Today in writing a small program to check the input data type, found this problem is very interesting, can test you to think about the problem is comprehensive, the data structure in Python understanding is accurate. You can think about it and try to write an implementation of this method.

The background of the problem is that we read a configuration from a YAML format file, and we need to check that the configuration is formatted, and for places that support input lists, such as:

scripts:
  - abcCopy the code

If there is only one item in the list, you can write it as well

scripts: abcCopy the code

And some fields may accept many different formats, such as simply entering a string or an object that contains more information. You need to check if any of the formats can be matched at check time.

The method interface to implement looks like this:

def check_type(value, type):
    ...Copy the code

Where value is a plain Python value, which may include lists, dictionaries, their nesting, and so on. The type to check is interesting. It can specify the type of the value in the list, as generics like Java do. Here’s how we define it:

type ::= python_type | None | (type, type, ...) | () | [] | [type] | {} | {"key": type, "key": type, ... }Copy the code

That is, type can be:

  1. Any valid Python type, such as STR, int, list, etc. Note that object can match all possible values (including None)
  2. None, can only match None. Since None is an instance of a special type in Python, it is equivalent to types.nonetype.
  3. A tuple in which each element is a valid type (note: not necessarily a Python type, but a recursively defined type). Indicates that any of the types can be matched, and returns the result of the first successful match. For example, (STR, None) can match STR type, or None. (STR, int) can match STR or int. (STR, [STR]) can match STR or [STR].
  4. In particular, if an empty tuple () represents any value other than None.
  5. A list containing only one element, which is a valid type.
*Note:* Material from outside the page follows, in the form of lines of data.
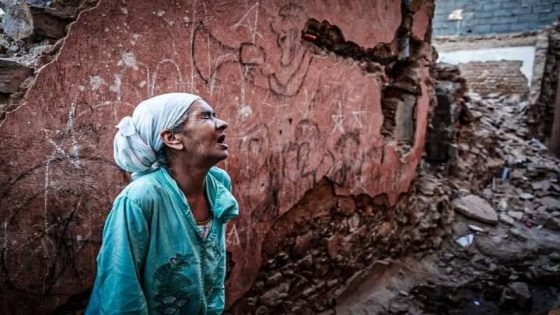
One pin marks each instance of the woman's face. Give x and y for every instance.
(203, 134)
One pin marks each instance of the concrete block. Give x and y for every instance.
(500, 28)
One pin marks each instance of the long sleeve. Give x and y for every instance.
(117, 288)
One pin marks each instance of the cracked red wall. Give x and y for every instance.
(295, 118)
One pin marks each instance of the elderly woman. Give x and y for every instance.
(163, 249)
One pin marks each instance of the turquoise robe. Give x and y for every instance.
(153, 259)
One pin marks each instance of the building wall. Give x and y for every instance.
(326, 132)
(494, 17)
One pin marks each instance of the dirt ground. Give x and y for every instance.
(503, 255)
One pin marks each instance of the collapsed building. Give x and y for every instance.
(330, 106)
(328, 118)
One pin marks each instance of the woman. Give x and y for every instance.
(163, 249)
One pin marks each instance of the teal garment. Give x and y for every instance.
(153, 259)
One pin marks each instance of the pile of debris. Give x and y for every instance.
(503, 256)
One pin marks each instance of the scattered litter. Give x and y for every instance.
(465, 241)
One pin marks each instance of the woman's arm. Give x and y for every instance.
(117, 288)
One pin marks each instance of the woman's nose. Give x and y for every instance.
(220, 124)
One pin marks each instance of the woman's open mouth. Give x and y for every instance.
(221, 141)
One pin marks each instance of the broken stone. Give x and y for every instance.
(502, 205)
(476, 208)
(476, 228)
(465, 241)
(518, 233)
(526, 196)
(275, 295)
(17, 23)
(550, 203)
(506, 219)
(346, 206)
(12, 75)
(517, 215)
(552, 224)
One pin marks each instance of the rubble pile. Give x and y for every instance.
(312, 261)
(541, 111)
(503, 257)
(30, 37)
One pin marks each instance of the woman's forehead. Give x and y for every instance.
(200, 105)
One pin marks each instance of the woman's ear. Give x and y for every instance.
(171, 140)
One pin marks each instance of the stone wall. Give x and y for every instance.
(541, 111)
(466, 17)
(502, 77)
(31, 36)
(327, 114)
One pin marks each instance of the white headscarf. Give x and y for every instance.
(138, 140)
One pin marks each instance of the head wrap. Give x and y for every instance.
(138, 140)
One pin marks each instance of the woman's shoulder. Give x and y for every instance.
(145, 188)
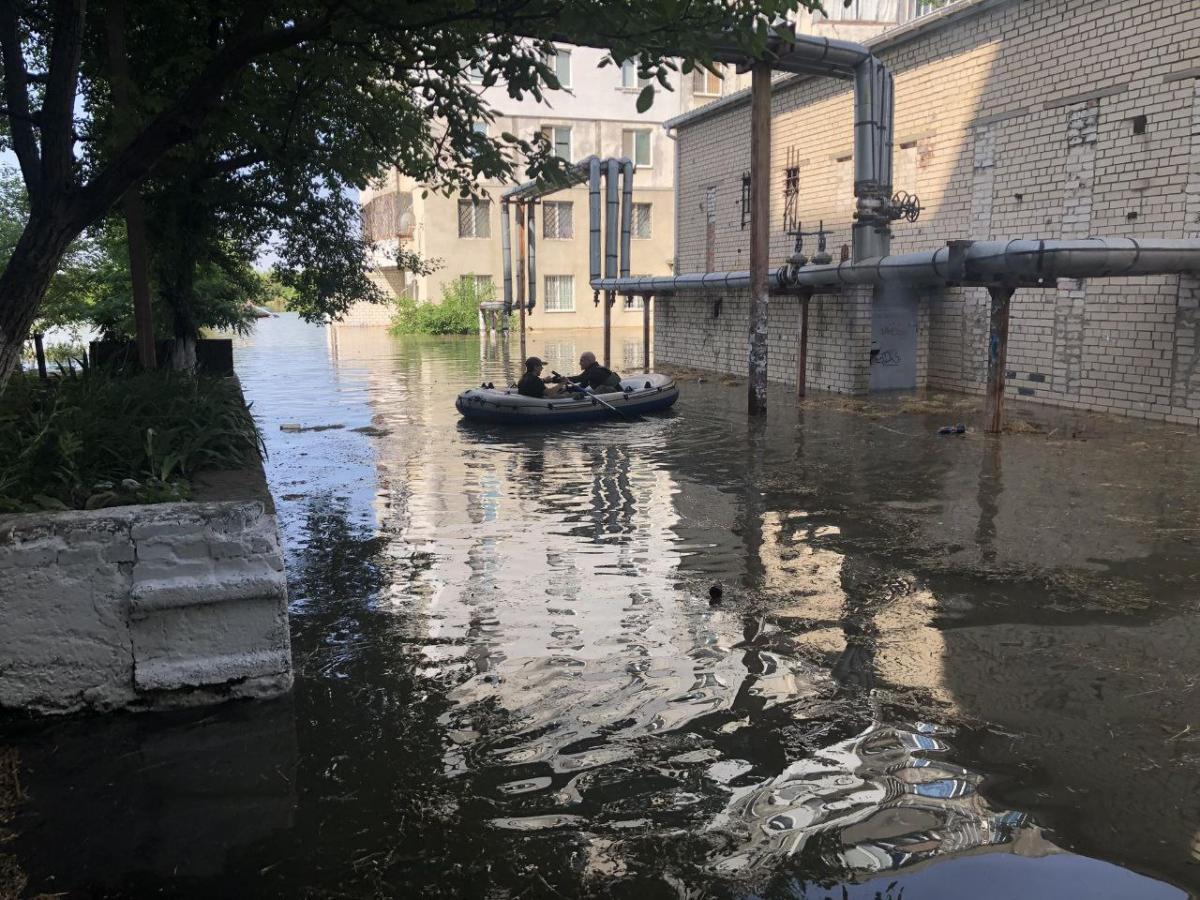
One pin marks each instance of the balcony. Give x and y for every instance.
(389, 217)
It matches two types of values: a list or a tuple, requiring all elements to match the internal type, and automatically converting the tuple to a list on return. If it is not a list value, the value must match the internal type, which is automatically converted on return to a list containing one element, such as “ABC”, which successfully matches [STR] and returns [” ABC “]. Note that [list] can only match [[1]], not [1] — automatic conversion is not allowed in ambiguous cases. Also note that [[STR]] matches “ABC” — because “ABC” matches STR, which matches [STR], and therefore matches [[STR]]. It’s a little weird but it’s allowed.
  6. If it is an empty list, it is equivalent to [object] — notice that it means that if the position is a value other than a list or tuple, it is converted to a list containing a value; Otherwise, keep the list.
  7. If it is a dictionary, the value must be a dictionary.
  8. If the dictionary contains keys, the type of the corresponding key in the dictionary is further checked. The value corresponding to each key in the Type dictionary must also be a valid type. Key must be a string. To make this feature more useful, we specify:

    1. If key starts with? At the beginning, like “? “ABC” : indicates that “ABC” is an optional key. It may not exist, but if it does exist, it must match the corresponding type.
    2. If key starts with! Start something like “! “ABC” : indicates that “ABC” is a key that must exist. If the key does not exist, the match cannot be successful.
    3. If the key starts with ~, for example, “~ ABC.*def”, the key of any regular expression that matches ~ must conform to the corresponding type. The exception is that if a key already matches the first two cases, the rule of regular expression is not considered. In this way, all other keys that are not defined can be matched with “~”. You can then use “~”: NoMatchType (NoMatchType is a user class that cannot be constructed, so no object is an instance of it) to prevent an out-of-definition key.
    4. Other cases, as in front of! , which is the required key.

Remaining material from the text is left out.